Since it's looking for ($_.Extensions.EnhancedKeyUsages.FriendlyName -contains 'Server Authentication') of course our french server (yeah don't ask me why we got those!!) had the .FriendlyName to 'Authentification du serveur' !! So we changed it for the Value instead of the FriendlyName
($_.Extensions.EnhancedKeyUsages.Value -match '1.3.6.1.5.5.7.3.1')
I guess these never change !
Another change we had to do is to make it available for server with PowerShell 2.0 (Those 2008R2 with dark purpose!) I've asked for a PS update but.. well..

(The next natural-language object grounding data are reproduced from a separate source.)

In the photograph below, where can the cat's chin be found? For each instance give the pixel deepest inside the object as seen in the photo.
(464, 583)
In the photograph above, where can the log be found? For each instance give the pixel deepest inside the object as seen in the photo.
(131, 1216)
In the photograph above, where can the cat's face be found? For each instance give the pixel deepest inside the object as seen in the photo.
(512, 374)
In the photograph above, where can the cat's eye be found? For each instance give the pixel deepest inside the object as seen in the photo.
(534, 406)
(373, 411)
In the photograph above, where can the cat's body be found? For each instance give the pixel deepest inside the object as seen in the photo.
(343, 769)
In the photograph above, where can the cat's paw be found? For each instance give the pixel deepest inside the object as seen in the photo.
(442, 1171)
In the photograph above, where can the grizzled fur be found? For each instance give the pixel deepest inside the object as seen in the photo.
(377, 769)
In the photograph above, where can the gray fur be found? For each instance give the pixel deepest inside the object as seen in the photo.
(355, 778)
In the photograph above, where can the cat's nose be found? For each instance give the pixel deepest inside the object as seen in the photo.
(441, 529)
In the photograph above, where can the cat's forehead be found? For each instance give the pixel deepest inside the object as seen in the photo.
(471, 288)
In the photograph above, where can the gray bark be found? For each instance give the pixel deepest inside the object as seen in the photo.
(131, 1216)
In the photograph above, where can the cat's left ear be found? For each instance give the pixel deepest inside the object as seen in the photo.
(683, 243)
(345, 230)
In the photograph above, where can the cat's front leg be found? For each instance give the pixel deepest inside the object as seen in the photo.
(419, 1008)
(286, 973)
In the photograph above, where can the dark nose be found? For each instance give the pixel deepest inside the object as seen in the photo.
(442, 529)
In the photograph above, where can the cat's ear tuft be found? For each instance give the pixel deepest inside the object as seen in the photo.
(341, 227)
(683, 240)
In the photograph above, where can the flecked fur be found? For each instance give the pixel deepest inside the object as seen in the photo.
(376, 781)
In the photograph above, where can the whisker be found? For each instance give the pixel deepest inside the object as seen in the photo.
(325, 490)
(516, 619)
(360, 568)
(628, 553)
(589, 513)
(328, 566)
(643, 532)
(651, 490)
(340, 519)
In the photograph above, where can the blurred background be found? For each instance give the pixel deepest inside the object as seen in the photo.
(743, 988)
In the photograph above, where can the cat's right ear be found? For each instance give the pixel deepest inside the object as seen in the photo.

So i had to update all the "-in" operator to "-contains" as well.
Ex: ($DNSNameType -in 'Both','FQDN') to ('Both','FQDN' -contains $DNSNameType)
or ($HostName -in $.DNSNameList.Unicode) to ($.DNSNameList.Unicode -contains $HostName)
Thank again, I would have never use a script like this without your initial sharing.